Gardner pointed to a number of accomplishments during her eight years in office, especially the Livable Frederick Master Plan. She says it’s a strategic plan for the county’s future where people of all ages can lead fulfilling lives and enjoy a high quality of life. “Livable Frederick strikes the right balance, accommodating population and business growth, while preserving our rural land, our historic and cultural assets, and the scenic vistas that Frederick County residents cherish,” says Gardner.

There was also increased appropriations for public education. “Now, I’m extremely proud that my administration has made a record investment in public education, funding $113-million over and above the minimum required by law or maintenance of effort,:” she said. “This record investment has allowed us  to make progress, to retain our the best teachers and school staff. We want our students to have the best opportunities to achieve their dreams.”

Among the challenges facing the county over the past eight years was substance misuse. But Gardner says her administration was able to open a local detox center so residents don’t have to go out of the county for treatment. She also says a  24/7 mobile crisis unit has been set up with personnel who accompany police officers when they’re answering calls for service. “A crisis stabilization center is the last missing piece of our behavioral health continuum of care,” Gardner says. “And I’m pleased to announce that we’ve received federal funds thanks to our federal delegation partners to establish a crisis stabilization center, and we’ll direct funding for our share of the National Opioid Settlement to help support the ongoing operational costs.”

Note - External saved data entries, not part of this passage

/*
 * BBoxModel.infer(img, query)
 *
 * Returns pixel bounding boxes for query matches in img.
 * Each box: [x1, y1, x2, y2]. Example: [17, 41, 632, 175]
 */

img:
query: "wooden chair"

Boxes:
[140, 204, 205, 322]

In her State of the County address, Gardner pointed to other accomplishments, including the retention of the County’s AAA bond rating by all three major bond rating agencies, along with historic job growth, and major employers locating in Frederick County. “And we’ve accomplished all this while protecting taxpayers. We have not raised property tax rates. In fact, we have reduced income tax rates by 7% for households earning $100,000 or less in taxable income. And we’ve expanded the senior tax credit, and adopted a veterans tax credit,”: she says.

Gardner is nearing the end of her eight years in office, and, under the Charter, she cannot run for another term as County Executive.